Solving for $x_B[ t_{O\text{refl}} ]$ (along with $\tau_{A\text{sign}}$) results in

$x_B[ t_{O\text{refl}} ] - x_A[ t_{O\text{start}} ] = \frac{c^2}{k} \left( \sqrt{\left(\frac{k}{c} t_{O\text{refl}}\right)^2 + e^{(\frac{k}{c} T)} } - 1\right)$, i.e.

$x_B[ t_{O\text{refl}} ] - x_A[ t_{O\text{start}} ] = \frac{c^2}{k} \left( \sqrt{\left(\frac{k}{c} t_{O\text{refl}}\right)^2 + e^{(2 \frac{k}{c^2} L)} } - 1\right)$.

This corresponds to hyperbolic motion of $B$ with proper acceleration $k \, e^{(\frac{-k}{c^2} L)}$.

However, this solution doesn't hold for arbitrarily small/early $t_{O\text{refl}}$, but only for its values corresponding to $\tau_{A\text{sign}} \ge 0$, i.e. for ping signals which $A$ had stated at or after having started to accelerate.

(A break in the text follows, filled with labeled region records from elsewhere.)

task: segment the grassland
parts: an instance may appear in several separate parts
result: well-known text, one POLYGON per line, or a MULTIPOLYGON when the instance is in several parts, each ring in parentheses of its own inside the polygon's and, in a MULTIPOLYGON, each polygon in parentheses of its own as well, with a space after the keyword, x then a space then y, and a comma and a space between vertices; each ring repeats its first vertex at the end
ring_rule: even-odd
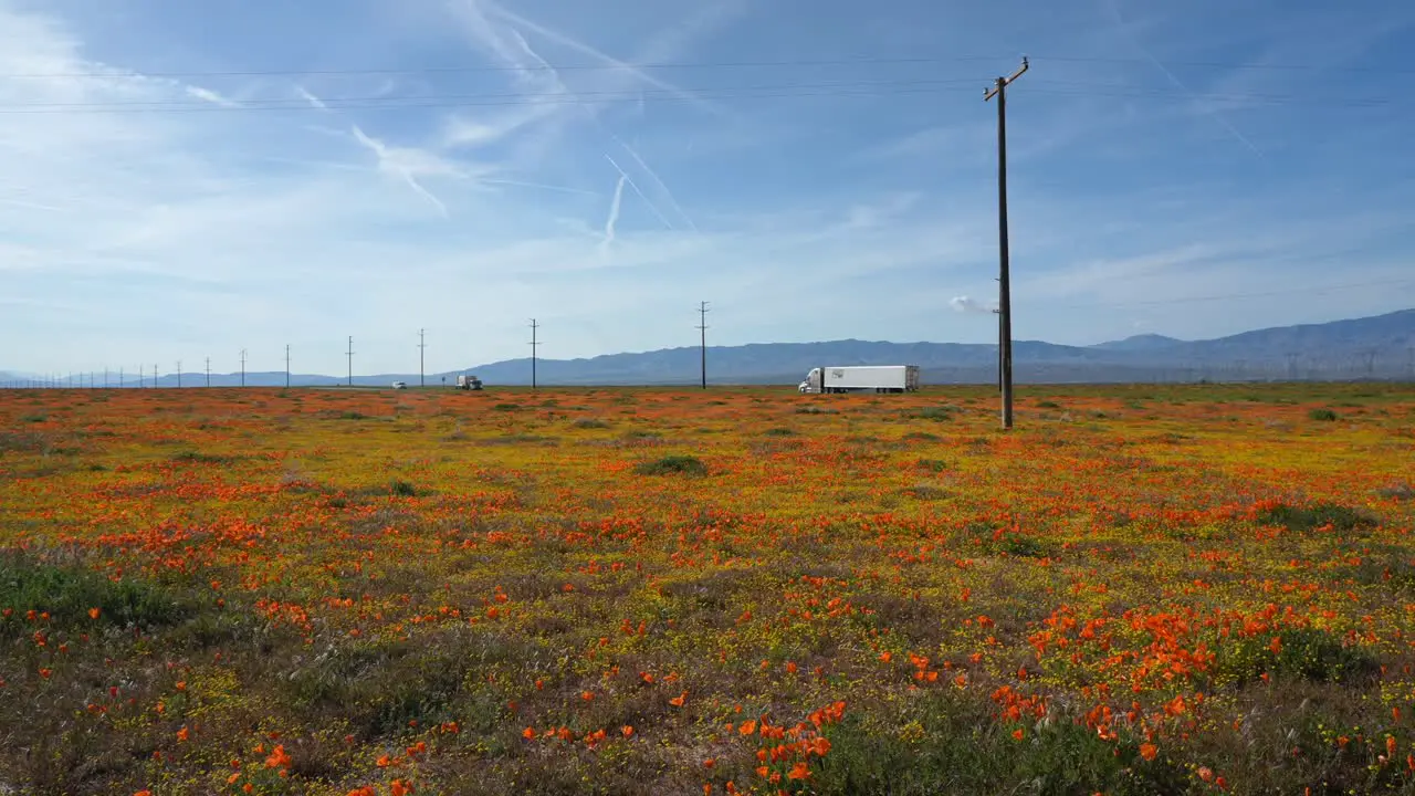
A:
POLYGON ((0 793, 1415 792, 1415 391, 1017 422, 0 392, 0 793))

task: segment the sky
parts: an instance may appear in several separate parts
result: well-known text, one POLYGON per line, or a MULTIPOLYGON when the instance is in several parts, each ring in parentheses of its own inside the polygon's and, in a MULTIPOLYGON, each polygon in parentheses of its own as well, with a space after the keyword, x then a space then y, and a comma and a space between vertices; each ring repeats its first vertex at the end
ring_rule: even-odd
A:
POLYGON ((1415 306, 1399 0, 0 0, 0 370, 1415 306))

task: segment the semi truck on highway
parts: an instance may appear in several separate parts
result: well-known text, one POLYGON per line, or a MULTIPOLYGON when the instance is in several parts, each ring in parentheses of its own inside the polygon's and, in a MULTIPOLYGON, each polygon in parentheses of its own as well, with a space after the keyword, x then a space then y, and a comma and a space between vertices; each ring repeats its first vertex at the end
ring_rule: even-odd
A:
POLYGON ((918 365, 836 365, 811 368, 801 392, 914 392, 918 365))

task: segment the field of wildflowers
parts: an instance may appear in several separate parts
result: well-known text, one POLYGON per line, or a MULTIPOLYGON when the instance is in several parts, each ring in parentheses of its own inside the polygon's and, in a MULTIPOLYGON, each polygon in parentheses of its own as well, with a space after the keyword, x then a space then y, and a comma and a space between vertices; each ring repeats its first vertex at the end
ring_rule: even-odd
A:
POLYGON ((0 793, 1415 792, 1408 385, 0 392, 0 793))

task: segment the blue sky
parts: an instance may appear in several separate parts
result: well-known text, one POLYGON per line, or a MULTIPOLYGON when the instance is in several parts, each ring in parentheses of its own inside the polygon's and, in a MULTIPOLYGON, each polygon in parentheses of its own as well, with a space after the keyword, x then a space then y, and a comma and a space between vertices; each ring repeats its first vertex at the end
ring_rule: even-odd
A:
POLYGON ((1415 306, 1397 0, 0 0, 0 368, 1197 339, 1415 306))

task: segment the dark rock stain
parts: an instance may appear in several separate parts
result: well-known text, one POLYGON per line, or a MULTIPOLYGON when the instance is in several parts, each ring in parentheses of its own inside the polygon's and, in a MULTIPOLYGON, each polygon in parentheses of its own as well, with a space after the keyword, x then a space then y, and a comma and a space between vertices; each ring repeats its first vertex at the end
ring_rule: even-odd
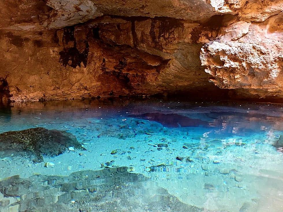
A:
POLYGON ((75 45, 74 47, 64 48, 59 52, 60 62, 65 67, 69 65, 74 68, 77 66, 80 67, 82 62, 84 67, 86 67, 89 45, 87 41, 84 42, 85 47, 82 52, 80 52, 75 45))
POLYGON ((75 68, 77 66, 80 67, 81 63, 82 62, 84 67, 86 67, 89 47, 87 40, 83 41, 82 45, 84 46, 82 48, 80 48, 79 49, 83 49, 83 50, 80 51, 77 48, 78 44, 74 33, 74 27, 66 27, 64 30, 63 43, 68 44, 69 42, 73 42, 74 44, 73 47, 64 48, 59 52, 61 64, 65 67, 69 65, 75 68))
POLYGON ((10 32, 7 33, 6 35, 9 38, 9 42, 11 44, 18 47, 23 47, 24 39, 21 36, 13 35, 10 32))
POLYGON ((0 104, 9 102, 9 98, 11 97, 7 80, 0 77, 0 104))

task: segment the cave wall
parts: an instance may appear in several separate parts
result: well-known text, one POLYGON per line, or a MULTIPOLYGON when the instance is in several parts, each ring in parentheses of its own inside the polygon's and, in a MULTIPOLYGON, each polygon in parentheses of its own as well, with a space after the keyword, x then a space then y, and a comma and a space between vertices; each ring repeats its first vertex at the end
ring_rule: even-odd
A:
POLYGON ((283 97, 282 1, 3 0, 0 8, 1 101, 283 97))

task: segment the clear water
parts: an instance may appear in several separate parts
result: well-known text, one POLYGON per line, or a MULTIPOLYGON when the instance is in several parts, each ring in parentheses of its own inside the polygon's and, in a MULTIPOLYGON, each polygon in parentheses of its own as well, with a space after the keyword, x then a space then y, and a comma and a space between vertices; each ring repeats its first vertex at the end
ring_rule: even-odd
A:
MULTIPOLYGON (((81 211, 153 211, 146 207, 160 194, 157 187, 169 194, 168 204, 179 202, 198 209, 190 211, 283 211, 283 153, 272 145, 283 136, 282 105, 85 100, 15 103, 0 111, 0 133, 39 127, 62 130, 87 149, 44 157, 38 163, 27 157, 2 158, 0 180, 123 166, 149 178, 146 190, 151 191, 141 192, 137 205, 133 199, 134 210, 96 205, 81 211), (47 162, 54 165, 44 167, 47 162)), ((21 211, 23 197, 13 197, 17 203, 12 206, 10 199, 4 207, 5 198, 0 193, 0 210, 21 211)), ((79 201, 73 196, 65 200, 70 207, 79 201)), ((159 205, 154 210, 165 211, 159 205)), ((168 211, 183 211, 170 205, 168 211)))

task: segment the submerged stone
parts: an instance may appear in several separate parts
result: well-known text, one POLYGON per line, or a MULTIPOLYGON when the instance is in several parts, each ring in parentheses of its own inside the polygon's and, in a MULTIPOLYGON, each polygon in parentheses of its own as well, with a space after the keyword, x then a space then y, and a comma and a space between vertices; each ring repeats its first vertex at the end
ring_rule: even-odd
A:
MULTIPOLYGON (((209 211, 187 205, 142 175, 120 167, 73 172, 68 176, 38 175, 25 179, 16 176, 0 181, 9 211, 20 199, 17 211, 200 212, 209 211), (73 202, 72 204, 70 203, 73 202), (125 207, 126 206, 126 207, 125 207)), ((205 186, 210 189, 210 185, 205 186)))
POLYGON ((57 156, 70 147, 85 149, 76 136, 64 131, 36 127, 0 134, 1 156, 28 156, 33 162, 40 162, 42 155, 57 156))
POLYGON ((167 144, 158 144, 157 145, 157 146, 158 147, 164 147, 167 148, 168 147, 168 145, 167 144))

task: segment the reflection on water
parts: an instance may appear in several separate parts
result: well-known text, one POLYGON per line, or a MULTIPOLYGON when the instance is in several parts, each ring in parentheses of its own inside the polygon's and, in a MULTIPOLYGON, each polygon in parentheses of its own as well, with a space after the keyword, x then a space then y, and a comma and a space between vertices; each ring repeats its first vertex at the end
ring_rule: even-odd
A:
POLYGON ((282 211, 282 107, 13 103, 0 110, 0 211, 282 211))

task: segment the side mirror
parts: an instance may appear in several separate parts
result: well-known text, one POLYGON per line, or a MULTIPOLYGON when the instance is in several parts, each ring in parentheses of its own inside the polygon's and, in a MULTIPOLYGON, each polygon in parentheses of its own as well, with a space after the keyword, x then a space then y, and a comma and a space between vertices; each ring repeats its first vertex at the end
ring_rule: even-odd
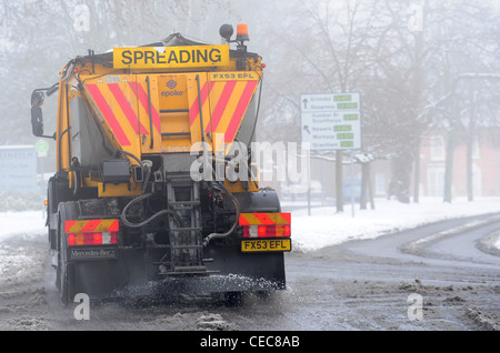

This applies for

$t_{O\text{refl}} \ge \frac{1}{2} \left( e^{(2 \frac{k}{c^2} L)} - 1\right)$.

Determining even earlier motion of $B$ (corresponding to pings stated by $A$ before starting to accelerate and with echoes received by $A$ after the start) may be more complicated ... but at least numerically possible (and sensible). But it doesn't appear in turn that the ping duration of $B$ (from stating the signal to observing the echo from $A$) remains constant and equal to $T$.

Now as the train accelerates, O will observe the train to continually shrink, thanks to length contraction.

Well ...

Using the above equations of hyperbolic motion, of $A$ corresponding to the setup prescription, and of $B$ obtained accordingly as solution for containt ping duration $T_{ABA} := T$, it is possible to express the distance between any pair of members of the inertial frame (with O) whose indications of having been passed by $A$ and by $B$, respectively, were simultaneous:

$x_B[ t_{O\text{refl}} ] - x_A[ t_{O\text{refl}} ] = \frac{c^2}{k} \left( \sqrt{\left(\frac{k}{c} t_{O\text{refl}}\right)^2 + e^{(2 \frac{k}{c^2} L)} } - \sqrt{ \left(\frac{k}{c} t_{O\text{refl}}\right)^2 + 1 } \right)$.

This quantity is always positive, but is monotonously falling as a function of $t_{O\text{refl}}$.

In particular, for $e^{(2 \frac{k}{c^2} L)} - 1 \ll 1$, $e^{(2 \frac{k}{c^2} L)} \lessapprox 1 + 2 \frac{k}{c^2} L$:

$x_B[ t_{O\text{refl}} ] - x_A[ t_{O\text{refl}} ] \approx \frac{\frac{k}{c^2} L}{\sqrt{ \left(\frac{k}{c} t_{O\text{refl}}\right)^2 + \, 1 }} := \frac{k}{c^2} \frac{L}{\gamma[ t_{O\text{refl}} ]}$.

Of course, this relation holds because the train does not itself shrink, but maintains the "given length" $L$ at least as far as the ping duration $T_{ABA}$ remains constant.